Ces nouveaux échanges de feu ont fait repartir à la hausse les prix du pétrole. Le baril de WTI, référence américaine du brut, prenait 0,74% à 88,85 dollars, mercredi vers 02H30 GMT.

- Accord en attente -

Le ministre des Affaires étrangères iranien Abbas Araghchi a semblé vouloir minimiser l'incident impliquant l'hélicoptère.

"Les forces étrangères à proximité de notre territoire sont constamment exposées à des risques (...) la meilleure solution est qu'elles partent", a-t-il souligné sur X. "Nous préférons le langage diplomatique, mais nous parlons aussi d'autres langues."

Après l'entrée en vigueur le 8 avril d'un fragile cessez-le-feu, les attaques réciproques entre l'Iran et Israël avaient repris dimanche et lundi, tuant trois personnes dont deux militaires et blessant 15 personnes en Iran, selon la télévision d'Etat.

M. Trump avait exhorté les deux pays à cesser "immédiatement" les hostilités.

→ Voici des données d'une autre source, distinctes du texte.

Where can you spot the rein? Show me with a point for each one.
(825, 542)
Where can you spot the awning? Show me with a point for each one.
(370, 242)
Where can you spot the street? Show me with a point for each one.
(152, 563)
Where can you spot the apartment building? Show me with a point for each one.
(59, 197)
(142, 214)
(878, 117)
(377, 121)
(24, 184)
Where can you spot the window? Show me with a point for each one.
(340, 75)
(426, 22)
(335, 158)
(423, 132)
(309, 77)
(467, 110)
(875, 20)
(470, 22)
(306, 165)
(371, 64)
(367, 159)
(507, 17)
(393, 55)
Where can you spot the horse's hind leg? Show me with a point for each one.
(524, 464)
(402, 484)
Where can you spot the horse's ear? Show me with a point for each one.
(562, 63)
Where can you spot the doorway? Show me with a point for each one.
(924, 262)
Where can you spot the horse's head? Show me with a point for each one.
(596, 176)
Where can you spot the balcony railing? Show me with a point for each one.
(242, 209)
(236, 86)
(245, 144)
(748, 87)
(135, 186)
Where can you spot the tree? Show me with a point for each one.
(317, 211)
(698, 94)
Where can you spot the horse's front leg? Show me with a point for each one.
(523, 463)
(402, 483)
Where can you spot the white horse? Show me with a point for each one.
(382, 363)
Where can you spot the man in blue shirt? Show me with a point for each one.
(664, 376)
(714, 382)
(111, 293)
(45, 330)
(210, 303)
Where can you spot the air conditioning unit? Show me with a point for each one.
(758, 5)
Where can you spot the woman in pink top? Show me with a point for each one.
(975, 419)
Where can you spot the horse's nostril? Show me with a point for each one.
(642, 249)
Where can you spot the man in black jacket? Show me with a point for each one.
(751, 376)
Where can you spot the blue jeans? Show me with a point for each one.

Le chef de l'Etat américain cherche à sortir de ce conflit impopulaire aux Etats-Unis, qu'il a déclenché au côté d'Israël le 28 février.

Téhéran avait d'abord annoncé l'arrêt de son opération militaire contre Israël, qui l'avait ensuite imité.

- Appel israélien à évacuer Tyr -

L'Iran exige que tout accord avec Washington pour mettre fin à la guerre au Moyen-Orient englobe la fin des hostilités sur le front libanais, où s'affrontent depuis le 2 mars son allié libanais du Hezbollah et Israël.

Dans le sud du Liban, Tyr et ses environs sont pilonnés sans relâche par l'armée israélienne.

Les bombardements ont fait au moins 11 morts mardi, selon les autorités libanaises.

Pour la première fois depuis le début des affrontements entre Israël et le mouvement chiite, l'armée israélienne a appelé tous les habitants à évacuer Tyr, y compris ceux du quartier chrétien.

"Le quartier chrétien est désormais vide à 99%", a rapporté à l'AFP Walid al-Tawil, du conseil municipal.

Le Hezbollah a, lui, revendiqué de nouvelles attaques contre des forces israéliennes dans le sud du Liban - qui n'ont pas fait de blessés selon l'armée israélienne.

L'armée a par ailleurs rapporté avoir abattu dans le nord d'Israël un homme accusé d'avoir tiré sur des soldats après avoir traversé la frontière depuis le Liban.